Reportagem | China homenageia Confúcio, pensador outrora classificado de decadente

Por João Pimenta, da agência Lusa 

[dropcap]M[/dropcap]ilhares de chineses curvam-se diariamente, em Qufu, norte da China, perante estátuas de Confúcio, num fenómeno incentivado por Pequim 40 anos após ter classificado um dos maiores sábios da China Antiga de “pensador decadente”.

“Chegou a hora do rejuvenescimento da cultura tradicional chinesa”, afirma à agência Lusa William Xiao, diretor-geral do Nishan Akademia, um ‘resort’ temático dedicado ao confucionismo, erguido na terra natal do sábio, província de Shandong.

“Aproveitamos esta era para arrancar com este projeto: queremos que mais pessoas vivenciem a cultura confucionista”, referiu William, que antes de rumar a Qufu trabalhou durante seis anos num hotel em Singapura.

Localizado na montanha Ni, o resort inclui dezenas de habitações erguidas segundo os princípios da arquitetura chinesa antiga – construções rasas de simetria bilateral, com largos telhados e um pátio aberto no centro -, em contraste com os milhares de torres e blocos de apartamentos que compõem as metrópoles do país.

Os interiores combinam o mobiliário tradicional chinês com o conforto moderno.

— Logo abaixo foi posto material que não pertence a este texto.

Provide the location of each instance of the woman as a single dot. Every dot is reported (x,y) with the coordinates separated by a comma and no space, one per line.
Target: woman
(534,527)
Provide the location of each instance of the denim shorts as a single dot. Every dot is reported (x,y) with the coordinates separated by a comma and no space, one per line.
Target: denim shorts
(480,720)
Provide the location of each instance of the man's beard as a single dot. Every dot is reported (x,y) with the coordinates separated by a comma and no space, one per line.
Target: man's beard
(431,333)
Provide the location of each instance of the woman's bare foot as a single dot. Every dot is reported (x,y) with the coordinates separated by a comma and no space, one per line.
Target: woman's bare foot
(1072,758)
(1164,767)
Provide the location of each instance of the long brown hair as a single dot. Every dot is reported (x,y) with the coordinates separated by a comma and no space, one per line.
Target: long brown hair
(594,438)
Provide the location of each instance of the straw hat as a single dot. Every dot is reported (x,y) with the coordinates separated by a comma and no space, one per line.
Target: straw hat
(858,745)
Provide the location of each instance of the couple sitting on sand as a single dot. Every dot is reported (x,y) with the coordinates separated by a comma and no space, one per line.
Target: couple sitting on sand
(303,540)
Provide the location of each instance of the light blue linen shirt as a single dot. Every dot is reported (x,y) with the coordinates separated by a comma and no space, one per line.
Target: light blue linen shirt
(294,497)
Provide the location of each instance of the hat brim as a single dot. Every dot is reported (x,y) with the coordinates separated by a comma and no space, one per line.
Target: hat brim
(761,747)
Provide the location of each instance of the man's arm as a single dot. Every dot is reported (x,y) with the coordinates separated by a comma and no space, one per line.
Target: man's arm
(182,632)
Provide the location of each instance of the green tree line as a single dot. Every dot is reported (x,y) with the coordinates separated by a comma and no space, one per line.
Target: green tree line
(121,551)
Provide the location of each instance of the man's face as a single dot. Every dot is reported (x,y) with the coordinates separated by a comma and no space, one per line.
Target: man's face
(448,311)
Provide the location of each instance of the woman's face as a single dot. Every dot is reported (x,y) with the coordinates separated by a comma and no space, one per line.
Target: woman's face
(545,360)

Um riacho atravessa o complexo, que inclui ainda uma piscina de água mineral e várias fontes decorativas, ilustrando o respeito pelos princípios do ‘feng shui’ – milenar sistema originário da China que procura a harmonia com os elementos da natureza.

Entre as atividades oferecidas pelo hotel, constam a leitura dos clássicos de Confúcio, prática da caligrafia chinesa ou um jantar de acordo com a etiqueta confucionista.

“Trata-se de uma ótima combinação com as políticas e princípios orientadores nacionais”, resume William Xiao, sobre o Nishan Akademia, onde nas proximidades foi inaugurada, no mês passado, uma estátua de Confúcio, com 72 metros de altura.

A reabilitação oficial do confucionismo não é novidade na Ásia, particularmente em regimes autoritários: o antigo primeiro-ministro de Singapura Lee Kwan Yew ou o ditador sul-coreano Park Chung-hee sublinharam também “as virtudes” associadas ao sábio, incluindo o culto da educação e do serviço público, a lealdade e o respeito pela autoridade, contra a infiltração dos “valores ocidentais”.

Durante séculos, os escritos confucionistas compuseram os exames do serviço imperial da China, dos quais dependia a promoção dos burocratas chineses, promovendo uma ordem social e familiar com base no respeito à hierarquia.

No entanto, durante a Revolução Cultural (1966-76), radical campanha política de massas lançada pelo fundador da China comunista, Mao Zedong, Confúcio foi rotulado de “pensador decadente e reacionário”, representante do feudalismo do passado que o novo regime queria erradicar.

Mao era o único ‘pensador’ no qual se podia acreditar.

Milhões de chineses iam em peregrinação para Pequim para verem o “Grande Timoneiro”, “O Maior Génio Vivo” ou “O Sol Mais Vermelho da Terra”? A tiragem do ‘Livro Vermelho’ com as suas citações – um manual de educação política que os chineses tinham de ler diariamente – ultrapassou os 5.000 milhões de exemplares.

Em Qufu, o Templo, Cemitério e Mansão da Família de Confúcio foram vandalizados pelos guardas vermelhos, os jovens radicais que constituíam “a vanguarda” da Revolução Cultural, e entretanto reconstruídos pelas autoridades.

Hoje, recebem diariamente milhares de visitantes, que prestam homenagem ao sábio cujos ensinamento éticos compõem a base do pensamento tradicional chinês.

Também o atual Presidente chinês, Xi Jinping, visitou Qufu, em 2013, numa das suas primeiras deslocações após ascender ao poder.

Kong Fanyin, um dos muitos descendentes do pensador, observa que “um partido da oposição é sempre contra Confúcio”, mas que “ao chegar ao poder, começa a ver o seu lado bom”.